Bahons - I see the petition and that’s a good one. It is quite broad but it does make the relevant points. It will only be effective if enough people sign it though and we could use this forum to publicise it more. If others think this is a good idea I’d be happy to start a new thread to do this or do BCC organise anything like this?

Personally I think a letter to Andy Burnham is also in order about the wasting of funds on setting up yet another quango and the unacceptable attitude of this health service manager or whatever he was.

good wishes to all
Elinda x

Hi Elinda

A new thread to publicise the petition sounds like an excellent idea. BCC seem to leave it to members to publicise petitions in that way on here.

It’s a bit like a houseplant tho’; you have to keep an eye on it and give it regular bumps to stop it withering away (a few mixed metaphors there, I think!)

I started a thread on here for my lymphoedema petition and gave it regular bumps and a lot of people kindly posted on the thread when they’d signed it, too.

They also passed the word along to family, friends and workmates and posted about it on other sites, too. The LSN also mentioned it in their quarterly magazine.

A letter to Andy Burnham sounds good, too. And I daresay the BBC could be contacted as well; it’s thanks to them that we know about it at all, I suppose.

X to all

S

Hi everyone…I’m dashing through this thread as I’m out for the day soon but will have a good read this evening…just commenting as I think if 500 people sign a Downing Street petition it has to then be taken into consideration…I read this somewhere…will look and sign later…xx PS…think it’s awful…worrying…especially during these economic times.

Hi all

Belinda - have checked and you’re right they pass on petitions to ministers when they have 500 signatures. I’ll set up a new thread to encourage signatures.

Thanks Bahons2 for advice re the thread etc. I actually thought the subtext was more sinister than the one you thought of ie. that cancer weren’t worth trying to save for a few more years.

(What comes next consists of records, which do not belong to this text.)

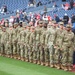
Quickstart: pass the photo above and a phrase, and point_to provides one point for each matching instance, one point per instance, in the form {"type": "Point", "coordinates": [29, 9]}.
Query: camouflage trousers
{"type": "Point", "coordinates": [57, 56]}
{"type": "Point", "coordinates": [67, 55]}
{"type": "Point", "coordinates": [41, 49]}
{"type": "Point", "coordinates": [51, 54]}
{"type": "Point", "coordinates": [22, 50]}
{"type": "Point", "coordinates": [46, 54]}
{"type": "Point", "coordinates": [9, 48]}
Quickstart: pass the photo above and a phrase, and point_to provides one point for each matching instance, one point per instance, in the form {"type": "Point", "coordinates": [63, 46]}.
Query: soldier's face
{"type": "Point", "coordinates": [61, 26]}
{"type": "Point", "coordinates": [68, 29]}
{"type": "Point", "coordinates": [40, 24]}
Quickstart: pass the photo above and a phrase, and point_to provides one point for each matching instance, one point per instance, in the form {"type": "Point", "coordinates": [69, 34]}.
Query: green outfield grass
{"type": "Point", "coordinates": [10, 66]}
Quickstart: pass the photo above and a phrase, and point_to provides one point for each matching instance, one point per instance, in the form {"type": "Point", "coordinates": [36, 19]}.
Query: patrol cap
{"type": "Point", "coordinates": [61, 23]}
{"type": "Point", "coordinates": [24, 24]}
{"type": "Point", "coordinates": [15, 24]}
{"type": "Point", "coordinates": [54, 21]}
{"type": "Point", "coordinates": [45, 22]}
{"type": "Point", "coordinates": [68, 26]}
{"type": "Point", "coordinates": [40, 22]}
{"type": "Point", "coordinates": [28, 25]}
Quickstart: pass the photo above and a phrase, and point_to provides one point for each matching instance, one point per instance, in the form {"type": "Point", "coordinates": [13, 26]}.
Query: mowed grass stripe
{"type": "Point", "coordinates": [4, 73]}
{"type": "Point", "coordinates": [16, 70]}
{"type": "Point", "coordinates": [25, 68]}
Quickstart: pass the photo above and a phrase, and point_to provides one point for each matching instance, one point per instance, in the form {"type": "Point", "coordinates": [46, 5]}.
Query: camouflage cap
{"type": "Point", "coordinates": [54, 21]}
{"type": "Point", "coordinates": [40, 22]}
{"type": "Point", "coordinates": [68, 26]}
{"type": "Point", "coordinates": [61, 23]}
{"type": "Point", "coordinates": [15, 24]}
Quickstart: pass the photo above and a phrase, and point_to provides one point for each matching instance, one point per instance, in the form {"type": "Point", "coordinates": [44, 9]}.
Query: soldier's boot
{"type": "Point", "coordinates": [42, 63]}
{"type": "Point", "coordinates": [62, 67]}
{"type": "Point", "coordinates": [55, 65]}
{"type": "Point", "coordinates": [58, 66]}
{"type": "Point", "coordinates": [8, 55]}
{"type": "Point", "coordinates": [0, 54]}
{"type": "Point", "coordinates": [19, 57]}
{"type": "Point", "coordinates": [51, 65]}
{"type": "Point", "coordinates": [22, 58]}
{"type": "Point", "coordinates": [65, 68]}
{"type": "Point", "coordinates": [30, 60]}
{"type": "Point", "coordinates": [34, 61]}
{"type": "Point", "coordinates": [11, 56]}
{"type": "Point", "coordinates": [69, 68]}
{"type": "Point", "coordinates": [46, 64]}
{"type": "Point", "coordinates": [38, 62]}
{"type": "Point", "coordinates": [15, 56]}
{"type": "Point", "coordinates": [26, 59]}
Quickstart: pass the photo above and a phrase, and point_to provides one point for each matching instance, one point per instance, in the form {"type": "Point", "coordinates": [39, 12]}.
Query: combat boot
{"type": "Point", "coordinates": [38, 62]}
{"type": "Point", "coordinates": [42, 63]}
{"type": "Point", "coordinates": [69, 68]}
{"type": "Point", "coordinates": [26, 60]}
{"type": "Point", "coordinates": [22, 58]}
{"type": "Point", "coordinates": [34, 61]}
{"type": "Point", "coordinates": [65, 68]}
{"type": "Point", "coordinates": [51, 65]}
{"type": "Point", "coordinates": [58, 66]}
{"type": "Point", "coordinates": [30, 60]}
{"type": "Point", "coordinates": [46, 63]}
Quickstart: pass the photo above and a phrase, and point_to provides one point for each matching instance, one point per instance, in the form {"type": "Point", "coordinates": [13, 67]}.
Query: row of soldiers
{"type": "Point", "coordinates": [48, 44]}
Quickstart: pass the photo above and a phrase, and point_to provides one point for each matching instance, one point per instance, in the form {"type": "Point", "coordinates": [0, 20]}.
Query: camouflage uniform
{"type": "Point", "coordinates": [67, 49]}
{"type": "Point", "coordinates": [37, 39]}
{"type": "Point", "coordinates": [51, 45]}
{"type": "Point", "coordinates": [32, 45]}
{"type": "Point", "coordinates": [4, 39]}
{"type": "Point", "coordinates": [27, 43]}
{"type": "Point", "coordinates": [58, 44]}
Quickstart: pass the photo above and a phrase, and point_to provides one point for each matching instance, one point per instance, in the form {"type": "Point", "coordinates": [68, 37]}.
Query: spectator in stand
{"type": "Point", "coordinates": [65, 19]}
{"type": "Point", "coordinates": [45, 10]}
{"type": "Point", "coordinates": [39, 3]}
{"type": "Point", "coordinates": [73, 18]}
{"type": "Point", "coordinates": [71, 3]}
{"type": "Point", "coordinates": [67, 6]}
{"type": "Point", "coordinates": [57, 19]}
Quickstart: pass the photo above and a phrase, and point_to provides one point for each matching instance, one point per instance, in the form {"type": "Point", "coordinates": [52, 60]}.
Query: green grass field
{"type": "Point", "coordinates": [10, 66]}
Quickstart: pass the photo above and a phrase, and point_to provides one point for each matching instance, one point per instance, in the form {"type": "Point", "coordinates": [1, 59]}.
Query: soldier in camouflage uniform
{"type": "Point", "coordinates": [22, 43]}
{"type": "Point", "coordinates": [9, 45]}
{"type": "Point", "coordinates": [46, 49]}
{"type": "Point", "coordinates": [4, 39]}
{"type": "Point", "coordinates": [51, 43]}
{"type": "Point", "coordinates": [32, 45]}
{"type": "Point", "coordinates": [37, 39]}
{"type": "Point", "coordinates": [19, 29]}
{"type": "Point", "coordinates": [42, 41]}
{"type": "Point", "coordinates": [67, 49]}
{"type": "Point", "coordinates": [15, 40]}
{"type": "Point", "coordinates": [27, 47]}
{"type": "Point", "coordinates": [0, 37]}
{"type": "Point", "coordinates": [58, 45]}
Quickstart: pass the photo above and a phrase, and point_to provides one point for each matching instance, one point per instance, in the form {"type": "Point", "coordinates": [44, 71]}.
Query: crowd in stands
{"type": "Point", "coordinates": [32, 18]}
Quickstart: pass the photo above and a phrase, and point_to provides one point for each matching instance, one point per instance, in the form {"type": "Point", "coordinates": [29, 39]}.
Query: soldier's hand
{"type": "Point", "coordinates": [55, 46]}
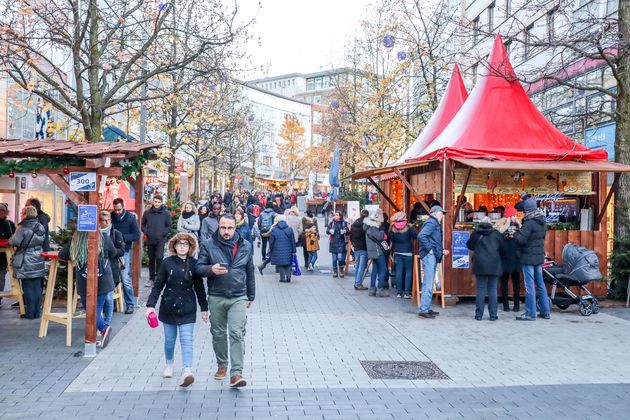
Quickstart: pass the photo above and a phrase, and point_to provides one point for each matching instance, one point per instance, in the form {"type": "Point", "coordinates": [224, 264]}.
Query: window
{"type": "Point", "coordinates": [551, 24]}
{"type": "Point", "coordinates": [527, 39]}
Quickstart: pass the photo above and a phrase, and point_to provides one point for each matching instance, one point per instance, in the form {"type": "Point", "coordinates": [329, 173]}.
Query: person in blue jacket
{"type": "Point", "coordinates": [431, 252]}
{"type": "Point", "coordinates": [282, 246]}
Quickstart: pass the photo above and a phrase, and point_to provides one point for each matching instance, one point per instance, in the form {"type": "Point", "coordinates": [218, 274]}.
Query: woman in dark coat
{"type": "Point", "coordinates": [338, 230]}
{"type": "Point", "coordinates": [28, 263]}
{"type": "Point", "coordinates": [282, 247]}
{"type": "Point", "coordinates": [488, 245]}
{"type": "Point", "coordinates": [511, 262]}
{"type": "Point", "coordinates": [77, 251]}
{"type": "Point", "coordinates": [242, 225]}
{"type": "Point", "coordinates": [181, 289]}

If anyone also feels up to writing a letter of complaint about Andrew Donald, the Health Manager from Birmingham East and North PCT who was interviewed in the clip and was weighing up treatment for cancer patients against ‘dying babies’ and that trust spending 1 million on the quango then we could also write to his boss:

Sophie Christie
Chief Executive
NHS Birmingham East and North
4th Floor
Waterlinks House
Richard Street
Aston
Birmingham B7 4AA

I will be doing all the above and writing to the health secretary. I’ve already signed the petition but have used my christened name rather than Elinda so you won’t see that on the list.

best to all
Elinda

Can anyone help? I’ve just tried to set up the new thread and put in the link to the petition but it doesn’t come up as a working link (ie it copies the text but you can’t click on it). This is only a problem when I try to put link into the thread - it’s fine for example if I put it into an e-mail. I’ve even tried not copying it but actually typing it all out and that doesn’t work either. Any one had this problem or any ideas?